Depending on the type of toll, the collection process can take away as much as 30% of the toll fee which means 30% of what you pay is essentially already wasted. Just take a look at the Seattle Times article referring to the exorbitant costs of fee collection on highway 99. Put it this way, how would you feel if every time you were paid, a third party took 30% of your profits as a transaction fee? There’s a reason why credit card fees and other transaction have decreased to sub 3% these days, but toll roads seem to be the exception.
Besides those wasteful operational costs, did you know many of the most popular toll road are leased to private firms?
That’s right, the money you pay isn’t even funding government activities such as maintaining the road. Instead, what happens in these scenarios is the government takes a one time up front fee in return for a long term lease of which some are 99 years. While the government gets money right away, this is a very poor proposition because the fees generated over the lease greatly outweigh the lump sum payed. If you think about it, the government is basically taking payday loans (which are very predatory and everyone should know to stay away from) and the private firms offering it are reaping in huge fees (like interest). What’s crazier is after some of these tolls get leased, the private firm can do whatever they like with the tolls which usually means no more maintenance (to cut costs/ increase profit margin) and jacking up the toll prices.
A good example of a private equity getting into the toll road game is when the Chicago Skyway toll bridge was sold. Here a link to an article in the Chicago Tribune about the sale. The important thing to take away is that while the state of Illinois made billions dollars which was badly needed (Illinois is a very poorly run state from a financial standpoint), the private firms that now own the toll for the next 100 years are going to still probably come out ahead. The fact that major infrastructure like this is now partially owned by some of Canada’s biggest pension funds is kind of crazy when you think about it. Pension funds aren’t stupid; they have an obligation to their holders to make a return and tolls provide continually cash flows especially when it’s a critical infrastructure piece like the Chicago Skyway.

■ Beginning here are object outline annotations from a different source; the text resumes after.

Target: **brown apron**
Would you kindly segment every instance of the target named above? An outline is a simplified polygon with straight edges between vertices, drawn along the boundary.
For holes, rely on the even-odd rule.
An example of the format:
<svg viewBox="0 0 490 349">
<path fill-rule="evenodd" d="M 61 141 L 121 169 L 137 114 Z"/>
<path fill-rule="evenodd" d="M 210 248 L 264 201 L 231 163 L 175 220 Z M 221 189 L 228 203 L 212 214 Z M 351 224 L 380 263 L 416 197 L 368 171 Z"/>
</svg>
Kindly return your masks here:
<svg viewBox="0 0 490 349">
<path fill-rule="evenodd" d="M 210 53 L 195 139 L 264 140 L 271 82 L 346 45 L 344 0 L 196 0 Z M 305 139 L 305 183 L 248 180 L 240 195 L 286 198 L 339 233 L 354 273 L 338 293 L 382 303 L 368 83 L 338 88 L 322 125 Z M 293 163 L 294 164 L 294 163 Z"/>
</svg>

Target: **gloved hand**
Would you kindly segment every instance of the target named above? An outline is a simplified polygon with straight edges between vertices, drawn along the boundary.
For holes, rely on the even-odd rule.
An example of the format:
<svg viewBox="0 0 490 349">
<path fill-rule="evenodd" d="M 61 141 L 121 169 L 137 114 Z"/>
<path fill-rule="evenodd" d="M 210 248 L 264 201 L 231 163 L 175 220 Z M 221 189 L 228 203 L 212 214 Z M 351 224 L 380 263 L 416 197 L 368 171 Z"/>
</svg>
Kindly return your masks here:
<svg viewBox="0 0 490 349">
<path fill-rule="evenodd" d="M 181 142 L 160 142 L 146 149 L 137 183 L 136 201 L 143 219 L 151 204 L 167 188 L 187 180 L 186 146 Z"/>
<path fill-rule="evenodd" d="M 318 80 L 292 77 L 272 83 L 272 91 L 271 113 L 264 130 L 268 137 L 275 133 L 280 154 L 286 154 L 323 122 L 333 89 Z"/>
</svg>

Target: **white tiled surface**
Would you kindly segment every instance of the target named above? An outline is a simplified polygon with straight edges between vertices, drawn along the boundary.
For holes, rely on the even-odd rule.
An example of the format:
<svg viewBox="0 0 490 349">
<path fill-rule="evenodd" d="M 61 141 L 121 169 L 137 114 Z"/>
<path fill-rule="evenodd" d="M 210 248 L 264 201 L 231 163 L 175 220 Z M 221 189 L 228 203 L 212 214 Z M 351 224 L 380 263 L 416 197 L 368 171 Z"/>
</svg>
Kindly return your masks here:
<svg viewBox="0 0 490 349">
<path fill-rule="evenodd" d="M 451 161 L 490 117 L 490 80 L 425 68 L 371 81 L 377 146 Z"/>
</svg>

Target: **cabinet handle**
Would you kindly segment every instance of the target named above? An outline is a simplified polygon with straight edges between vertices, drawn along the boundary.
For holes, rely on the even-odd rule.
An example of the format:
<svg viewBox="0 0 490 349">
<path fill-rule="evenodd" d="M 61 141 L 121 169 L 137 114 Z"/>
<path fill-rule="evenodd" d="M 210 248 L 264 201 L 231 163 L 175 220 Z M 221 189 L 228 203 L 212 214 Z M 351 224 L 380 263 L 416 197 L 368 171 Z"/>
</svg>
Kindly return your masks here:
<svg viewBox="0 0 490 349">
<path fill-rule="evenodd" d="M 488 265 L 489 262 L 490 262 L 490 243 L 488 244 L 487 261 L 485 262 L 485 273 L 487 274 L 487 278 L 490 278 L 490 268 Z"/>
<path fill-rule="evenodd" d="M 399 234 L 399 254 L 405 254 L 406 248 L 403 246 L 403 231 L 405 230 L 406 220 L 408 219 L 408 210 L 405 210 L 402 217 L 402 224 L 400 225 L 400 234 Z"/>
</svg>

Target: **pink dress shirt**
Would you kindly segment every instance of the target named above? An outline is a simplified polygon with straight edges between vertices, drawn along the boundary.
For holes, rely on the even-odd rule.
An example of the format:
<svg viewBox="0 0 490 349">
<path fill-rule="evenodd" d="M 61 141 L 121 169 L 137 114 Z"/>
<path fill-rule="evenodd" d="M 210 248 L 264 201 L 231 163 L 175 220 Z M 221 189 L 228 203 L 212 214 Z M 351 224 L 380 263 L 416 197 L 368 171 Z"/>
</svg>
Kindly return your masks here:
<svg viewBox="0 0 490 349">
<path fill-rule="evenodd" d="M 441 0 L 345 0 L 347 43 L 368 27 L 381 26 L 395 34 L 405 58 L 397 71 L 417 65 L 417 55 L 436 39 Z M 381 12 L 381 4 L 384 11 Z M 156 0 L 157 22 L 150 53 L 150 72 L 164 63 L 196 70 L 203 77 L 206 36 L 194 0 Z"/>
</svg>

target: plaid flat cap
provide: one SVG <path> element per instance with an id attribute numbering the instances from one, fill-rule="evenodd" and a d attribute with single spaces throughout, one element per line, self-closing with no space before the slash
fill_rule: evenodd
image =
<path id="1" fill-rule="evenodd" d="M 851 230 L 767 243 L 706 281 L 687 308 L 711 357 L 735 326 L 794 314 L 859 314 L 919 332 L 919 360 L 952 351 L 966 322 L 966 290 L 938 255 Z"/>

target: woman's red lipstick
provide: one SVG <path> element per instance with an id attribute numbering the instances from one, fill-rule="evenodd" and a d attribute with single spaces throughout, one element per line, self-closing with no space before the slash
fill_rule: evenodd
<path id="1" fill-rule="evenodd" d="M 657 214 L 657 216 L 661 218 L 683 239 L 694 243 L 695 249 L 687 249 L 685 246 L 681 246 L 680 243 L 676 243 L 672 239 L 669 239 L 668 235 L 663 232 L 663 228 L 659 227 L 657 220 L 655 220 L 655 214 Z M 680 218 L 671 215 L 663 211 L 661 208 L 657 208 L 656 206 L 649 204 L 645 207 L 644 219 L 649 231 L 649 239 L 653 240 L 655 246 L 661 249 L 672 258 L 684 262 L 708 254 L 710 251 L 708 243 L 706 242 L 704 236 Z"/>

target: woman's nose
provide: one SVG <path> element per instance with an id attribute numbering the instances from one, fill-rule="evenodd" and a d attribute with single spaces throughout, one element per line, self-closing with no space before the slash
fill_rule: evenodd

But, there has been some debate about whether Tolls are really all that profitable. In the case of the Indiana Toll Road lease, the company that bought the original lease actually went bankrupt. But before you go off thinking tolls are great and we should start selling them so private firms can take the debt, this situation was an unfortunate timing of a black swan event in the form of the 2008 recession. The decreased cash flow during that period coincided with a balloon debt payment which forced the PE firm in bankruptcy. But, shortly out of bankruptcy, the firm is now owned as a subsidiary of an Australian PE firm owning the rest of the lease and I’m sure they won’t make the same mistakes.

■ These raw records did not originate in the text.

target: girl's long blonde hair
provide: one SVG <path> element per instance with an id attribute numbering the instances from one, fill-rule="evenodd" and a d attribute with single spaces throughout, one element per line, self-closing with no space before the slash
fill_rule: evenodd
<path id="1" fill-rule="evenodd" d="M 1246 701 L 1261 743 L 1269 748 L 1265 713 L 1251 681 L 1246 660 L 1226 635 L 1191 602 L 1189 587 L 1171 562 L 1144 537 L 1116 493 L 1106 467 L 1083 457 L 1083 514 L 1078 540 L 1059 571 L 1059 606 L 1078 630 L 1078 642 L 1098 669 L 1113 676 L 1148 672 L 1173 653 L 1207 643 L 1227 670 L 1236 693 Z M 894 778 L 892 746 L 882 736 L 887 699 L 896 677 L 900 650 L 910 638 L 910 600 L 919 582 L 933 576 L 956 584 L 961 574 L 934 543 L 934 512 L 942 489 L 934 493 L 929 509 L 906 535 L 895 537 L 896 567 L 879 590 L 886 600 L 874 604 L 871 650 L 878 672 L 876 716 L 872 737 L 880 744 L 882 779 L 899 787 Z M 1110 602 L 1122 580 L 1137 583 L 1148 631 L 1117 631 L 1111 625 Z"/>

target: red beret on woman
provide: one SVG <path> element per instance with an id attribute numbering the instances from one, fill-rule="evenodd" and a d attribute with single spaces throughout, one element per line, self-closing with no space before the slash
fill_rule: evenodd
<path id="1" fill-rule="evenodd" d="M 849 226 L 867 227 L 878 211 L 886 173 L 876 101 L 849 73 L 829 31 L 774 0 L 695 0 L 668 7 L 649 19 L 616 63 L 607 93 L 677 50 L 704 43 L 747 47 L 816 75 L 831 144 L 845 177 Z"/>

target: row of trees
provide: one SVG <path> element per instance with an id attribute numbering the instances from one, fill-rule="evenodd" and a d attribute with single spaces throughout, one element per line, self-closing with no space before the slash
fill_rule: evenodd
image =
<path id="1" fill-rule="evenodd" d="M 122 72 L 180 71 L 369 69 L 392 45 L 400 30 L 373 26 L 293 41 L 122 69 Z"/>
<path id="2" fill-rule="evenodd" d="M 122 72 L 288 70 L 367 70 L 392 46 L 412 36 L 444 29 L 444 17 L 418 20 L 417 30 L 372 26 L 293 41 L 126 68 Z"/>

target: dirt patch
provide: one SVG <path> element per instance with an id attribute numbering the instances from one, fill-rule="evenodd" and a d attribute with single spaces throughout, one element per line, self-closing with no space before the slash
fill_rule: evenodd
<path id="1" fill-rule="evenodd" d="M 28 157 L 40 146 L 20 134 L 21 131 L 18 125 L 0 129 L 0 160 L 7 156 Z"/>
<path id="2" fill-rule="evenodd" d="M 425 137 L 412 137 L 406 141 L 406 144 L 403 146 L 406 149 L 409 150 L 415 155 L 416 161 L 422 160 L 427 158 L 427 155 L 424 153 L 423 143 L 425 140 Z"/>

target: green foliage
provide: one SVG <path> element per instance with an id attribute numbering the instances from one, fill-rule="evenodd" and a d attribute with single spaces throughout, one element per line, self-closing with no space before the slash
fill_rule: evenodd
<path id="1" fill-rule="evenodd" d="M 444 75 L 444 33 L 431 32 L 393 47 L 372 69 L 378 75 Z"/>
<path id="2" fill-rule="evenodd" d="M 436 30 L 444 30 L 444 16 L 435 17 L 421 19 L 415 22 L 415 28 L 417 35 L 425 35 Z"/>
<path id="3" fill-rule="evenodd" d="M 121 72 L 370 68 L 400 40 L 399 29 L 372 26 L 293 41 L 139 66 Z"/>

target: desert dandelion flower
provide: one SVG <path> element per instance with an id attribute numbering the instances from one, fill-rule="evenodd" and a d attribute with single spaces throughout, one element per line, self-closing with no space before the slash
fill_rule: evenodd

The key takeaway from all this talk about tolls is to show that they are hugely inefficient. I mean that is to be expected from any government operation (as you probably know 😉 ). The next time you go through a toll, just realize that the money collected is probably not being used the way you expected. There’s a good chance a large percentage is already eaten away through the collection process and a private equity firm may be receiving the profits on the other end. It seems that even with taxes, the average Joe is still getting suckered and now we hope you can see why tolls aren’t all they are cracked up to be.